In this way, by setting θ-90', it becomes possible to accurately detect the road surface condition.

Note that, in practice, it is not necessary to set exactly θ-906, but it is sufficient to set it so that the potential error is suppressed to within an allowable range.

〔Effect of the invention〕

As described above, according to the present invention, since the road surface condition is detected based on the intensity of the diffusely reflected waves, the range of detectable road surface roughness can be expanded.

In addition, ultrasonic waves are transmitted in a direction almost perpendicular to the direction of travel of the vehicle, and ultrasonic waves from the same direction are received.
The receiving frequency is always constant without undergoing Doppler shift, and potential errors associated with measurements using diffusely reflected waves are eliminated.

[Brief explanation of the drawing]

FIG. 1 is a block diagram showing the configuration of a road surface condition detection device according to an embodiment of the present invention, FIG. 2 is a graph showing the relationship between the signal strength of specularly reflected waves and road surface roughness, and FIG. 3 is a graph showing the relationship between the signal strength of specularly reflected waves and road surface roughness.
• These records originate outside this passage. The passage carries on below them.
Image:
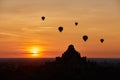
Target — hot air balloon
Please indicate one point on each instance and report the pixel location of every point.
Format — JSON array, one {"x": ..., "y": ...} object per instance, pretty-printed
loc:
[
  {"x": 101, "y": 40},
  {"x": 76, "y": 23},
  {"x": 60, "y": 28},
  {"x": 43, "y": 18},
  {"x": 85, "y": 37}
]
A graph showing the relationship between signal strength and road surface roughness, Fig. 4 is a graph showing the reception sensitivity of the ultrasonic receiver, and Fig. 5 shows the orientation of the transmitter and receiver in the road surface condition detection device according to the present invention. The top view, Figures 6 and 7 show the mounting angles of the transmitter and receiver at θ-0, respectively.
9 is a graph showing the influence of vehicle speed on the detection signal strength when `` and θ-90''. For road surfaces 0 silk 2 1 @ surface roughness figure 3

Claims (2)

[Claims] (1) comprising a transmitting means for transmitting ultrasonic waves toward the road surface, a receiving means for receiving the ultrasonic waves diffusely reflected from the road surface, and a detecting means for detecting the intensity of the received diffusely reflected waves,
A road surface condition detection device that detects a road surface condition based on the intensity. (2) In the road surface condition detection device according to claim 1, the transmitting means transmits ultrasonic waves in a direction substantially perpendicular to the direction of travel of the vehicle, and the receiving means transmits ultrasonic waves from a direction substantially perpendicular to the direction of travel of the vehicle. A road surface condition detection device characterized in that each is provided so as to receive the following information.